ADR-002: Platform abstraction layer design

Date: 2026-05-27 Status: Superseded by ADR-022 (2026-05-29) Deciders: Sandeep Jayaprakash

Superseded. The LakehousePlatform ABC no longer serves as the universal contract across cloud-native platforms; under ADR-022 each platform tier is an independent end-to-end implementation. The ABC + factory remain in core/platform/ to dispatch local execution surfaces (LocalLite, future LocalSpark). Preserved here for historical context.

Context

The lakehouse needs to run on Microsoft Fabric during the trial and fall back to local Polars/DuckDB after trial expiry. Long-term, the architecture should support Databricks, AWS Glue, and GCP Dataproc without modifying transform logic. Without abstraction, every platform migration requires touching every transform file.

Decision

Implement a LakehousePlatform abstract base class in local/platform/base.py with methods for storage_path(), read_bronze_fhir(), write_silver(), read_silver(), write_gold(), log_metric(), send_alert(), and get_spark_session(). A factory function in local/platform/factory.py reads the LAKEHOUSE_PLATFORM environment variable and returns the correct platform instance.

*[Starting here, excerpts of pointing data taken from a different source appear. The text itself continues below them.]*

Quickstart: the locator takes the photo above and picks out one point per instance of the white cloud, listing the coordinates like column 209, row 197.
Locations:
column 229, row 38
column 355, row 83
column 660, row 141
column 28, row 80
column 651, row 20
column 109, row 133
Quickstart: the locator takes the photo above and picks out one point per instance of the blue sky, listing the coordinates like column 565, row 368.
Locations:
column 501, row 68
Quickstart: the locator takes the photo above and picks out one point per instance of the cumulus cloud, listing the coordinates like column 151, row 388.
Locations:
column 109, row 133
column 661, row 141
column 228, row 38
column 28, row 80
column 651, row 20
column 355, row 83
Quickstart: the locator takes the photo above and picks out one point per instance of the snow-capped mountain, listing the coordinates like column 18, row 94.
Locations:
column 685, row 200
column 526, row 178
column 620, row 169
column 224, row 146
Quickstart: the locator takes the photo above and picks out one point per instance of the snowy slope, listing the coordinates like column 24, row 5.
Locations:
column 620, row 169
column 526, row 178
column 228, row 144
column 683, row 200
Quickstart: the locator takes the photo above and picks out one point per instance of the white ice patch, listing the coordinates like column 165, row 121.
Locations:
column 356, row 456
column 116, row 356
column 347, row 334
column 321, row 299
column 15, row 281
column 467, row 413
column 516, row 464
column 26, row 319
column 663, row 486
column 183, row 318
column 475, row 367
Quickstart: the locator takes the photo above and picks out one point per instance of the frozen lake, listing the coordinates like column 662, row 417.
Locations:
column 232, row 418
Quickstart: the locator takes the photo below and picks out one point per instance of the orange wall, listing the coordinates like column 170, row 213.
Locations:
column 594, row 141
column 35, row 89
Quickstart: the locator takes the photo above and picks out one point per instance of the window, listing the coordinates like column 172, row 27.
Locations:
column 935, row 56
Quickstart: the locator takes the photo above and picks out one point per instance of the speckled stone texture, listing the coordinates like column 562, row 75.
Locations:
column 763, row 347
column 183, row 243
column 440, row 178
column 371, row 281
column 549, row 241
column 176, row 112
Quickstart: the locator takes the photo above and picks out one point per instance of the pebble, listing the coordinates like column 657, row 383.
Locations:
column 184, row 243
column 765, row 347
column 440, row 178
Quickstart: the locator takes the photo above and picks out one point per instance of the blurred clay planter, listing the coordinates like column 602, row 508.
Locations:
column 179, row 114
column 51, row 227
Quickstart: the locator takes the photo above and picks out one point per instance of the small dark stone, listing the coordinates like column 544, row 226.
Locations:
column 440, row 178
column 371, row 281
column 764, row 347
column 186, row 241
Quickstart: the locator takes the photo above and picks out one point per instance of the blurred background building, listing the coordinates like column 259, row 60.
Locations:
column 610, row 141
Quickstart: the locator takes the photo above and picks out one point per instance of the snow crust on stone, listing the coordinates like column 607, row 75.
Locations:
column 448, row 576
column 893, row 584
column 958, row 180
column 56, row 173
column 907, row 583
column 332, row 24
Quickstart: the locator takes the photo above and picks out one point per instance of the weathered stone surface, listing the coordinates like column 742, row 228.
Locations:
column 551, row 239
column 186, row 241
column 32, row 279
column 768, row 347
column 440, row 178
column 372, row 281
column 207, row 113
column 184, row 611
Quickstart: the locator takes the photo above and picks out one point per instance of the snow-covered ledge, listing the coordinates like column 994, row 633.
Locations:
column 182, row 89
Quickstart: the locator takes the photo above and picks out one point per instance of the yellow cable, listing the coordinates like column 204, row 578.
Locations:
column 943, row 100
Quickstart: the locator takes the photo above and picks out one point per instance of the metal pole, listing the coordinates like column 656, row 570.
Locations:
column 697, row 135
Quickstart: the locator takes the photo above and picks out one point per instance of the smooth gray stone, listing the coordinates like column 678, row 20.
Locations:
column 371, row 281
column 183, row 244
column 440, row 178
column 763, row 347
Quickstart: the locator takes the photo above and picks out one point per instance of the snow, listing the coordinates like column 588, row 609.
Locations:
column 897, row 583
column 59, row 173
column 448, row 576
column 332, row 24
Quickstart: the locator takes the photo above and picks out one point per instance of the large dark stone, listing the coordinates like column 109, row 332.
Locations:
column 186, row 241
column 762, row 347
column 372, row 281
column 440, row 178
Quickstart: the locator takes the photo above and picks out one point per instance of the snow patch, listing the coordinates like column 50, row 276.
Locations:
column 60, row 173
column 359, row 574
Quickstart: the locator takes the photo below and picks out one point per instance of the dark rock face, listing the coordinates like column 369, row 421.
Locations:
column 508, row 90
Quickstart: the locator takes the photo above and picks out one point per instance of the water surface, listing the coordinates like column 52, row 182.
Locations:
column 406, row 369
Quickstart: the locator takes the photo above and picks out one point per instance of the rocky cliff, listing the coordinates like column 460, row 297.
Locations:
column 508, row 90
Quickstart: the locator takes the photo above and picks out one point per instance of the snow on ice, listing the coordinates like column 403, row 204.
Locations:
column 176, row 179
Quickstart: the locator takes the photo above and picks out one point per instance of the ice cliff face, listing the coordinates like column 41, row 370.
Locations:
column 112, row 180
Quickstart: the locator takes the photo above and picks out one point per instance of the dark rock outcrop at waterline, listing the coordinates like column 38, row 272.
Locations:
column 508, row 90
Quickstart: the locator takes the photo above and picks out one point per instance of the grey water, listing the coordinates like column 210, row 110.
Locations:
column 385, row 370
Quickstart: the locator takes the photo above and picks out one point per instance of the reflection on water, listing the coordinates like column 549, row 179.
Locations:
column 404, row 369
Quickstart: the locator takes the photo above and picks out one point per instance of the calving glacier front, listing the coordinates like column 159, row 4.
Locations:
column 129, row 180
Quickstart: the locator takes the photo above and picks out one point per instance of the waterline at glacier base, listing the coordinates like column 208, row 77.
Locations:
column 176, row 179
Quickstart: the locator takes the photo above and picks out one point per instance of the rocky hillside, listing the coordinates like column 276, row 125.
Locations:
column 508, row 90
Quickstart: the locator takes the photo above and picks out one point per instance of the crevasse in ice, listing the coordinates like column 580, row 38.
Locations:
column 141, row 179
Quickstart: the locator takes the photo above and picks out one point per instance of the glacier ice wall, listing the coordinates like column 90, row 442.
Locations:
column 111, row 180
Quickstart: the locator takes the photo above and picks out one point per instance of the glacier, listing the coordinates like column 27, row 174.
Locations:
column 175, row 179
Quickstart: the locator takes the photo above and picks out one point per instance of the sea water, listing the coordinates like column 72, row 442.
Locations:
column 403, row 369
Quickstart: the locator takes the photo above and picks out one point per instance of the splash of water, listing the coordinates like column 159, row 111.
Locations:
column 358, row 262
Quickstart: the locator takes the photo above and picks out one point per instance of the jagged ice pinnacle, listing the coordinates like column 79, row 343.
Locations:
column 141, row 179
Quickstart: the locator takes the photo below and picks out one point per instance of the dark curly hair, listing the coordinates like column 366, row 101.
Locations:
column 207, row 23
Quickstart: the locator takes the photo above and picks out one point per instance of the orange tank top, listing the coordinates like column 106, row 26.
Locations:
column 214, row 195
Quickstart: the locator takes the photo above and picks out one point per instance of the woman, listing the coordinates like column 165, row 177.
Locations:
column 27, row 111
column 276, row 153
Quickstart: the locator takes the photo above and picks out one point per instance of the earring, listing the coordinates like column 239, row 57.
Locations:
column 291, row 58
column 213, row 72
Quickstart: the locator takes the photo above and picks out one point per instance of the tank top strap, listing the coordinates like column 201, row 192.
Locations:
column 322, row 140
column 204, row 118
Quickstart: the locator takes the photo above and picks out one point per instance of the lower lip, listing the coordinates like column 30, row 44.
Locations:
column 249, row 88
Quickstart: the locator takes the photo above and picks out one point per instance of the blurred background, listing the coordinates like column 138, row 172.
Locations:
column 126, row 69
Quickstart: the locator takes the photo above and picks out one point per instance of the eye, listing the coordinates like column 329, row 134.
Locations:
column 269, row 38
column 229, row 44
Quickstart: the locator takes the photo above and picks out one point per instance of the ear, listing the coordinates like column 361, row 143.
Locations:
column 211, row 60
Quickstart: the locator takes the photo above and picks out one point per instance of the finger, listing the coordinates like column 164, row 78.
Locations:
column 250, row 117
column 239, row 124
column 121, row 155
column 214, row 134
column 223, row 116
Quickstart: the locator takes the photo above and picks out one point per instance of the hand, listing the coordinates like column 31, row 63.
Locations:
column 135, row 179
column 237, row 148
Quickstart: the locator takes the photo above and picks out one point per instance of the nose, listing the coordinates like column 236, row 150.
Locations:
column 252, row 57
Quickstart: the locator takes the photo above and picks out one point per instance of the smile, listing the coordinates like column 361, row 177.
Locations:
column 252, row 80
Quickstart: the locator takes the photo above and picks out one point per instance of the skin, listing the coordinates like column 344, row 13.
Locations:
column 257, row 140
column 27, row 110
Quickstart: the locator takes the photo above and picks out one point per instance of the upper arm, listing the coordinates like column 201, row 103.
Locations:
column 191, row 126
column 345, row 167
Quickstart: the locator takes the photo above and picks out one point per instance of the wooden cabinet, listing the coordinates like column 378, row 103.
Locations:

All transforms receive the platform instance as a parameter — they never import platform-specific code directly.

Alternatives considered

Option Pros Cons Why rejected
Direct Fabric imports in notebooks Simpler, less code Platform lock-in, untestable locally Breaks local dev and portability
Config file per platform Flexible config Logic still scattered Doesn't prevent platform imports in transforms
Current approach (ABC + factory) Full isolation, testable More initial code Best long-term trade-off

Consequences

Positive: - Transforms in local/transforms/ are 100% platform-independent - Can test all transform logic locally without Fabric/Spark - Platform migration = change one env var + implement new class

Negative: - More initial boilerplate (base.py, factory.py, per-platform implementations) - Platform-specific features (e.g., mssparkutils) must be wrapped

Neutral: - Estimated migration effort to Databricks: 2-3 days (stub in databricks.py documents this)

Implementation notes

  • local/platform/base.py — abstract interface (build first)
  • local/platform/factory.py — env var router
  • local/platform/fabric.py — Fabric implementation (primary)
  • local/platform/local_lite.py — Polars + delta-rs (fallback)
  • Stubs: databricks.py, aws.py, gcp.py with migration notes
  • Arrow (pa.Table) is the interchange format between transforms and platform (see ADR-004)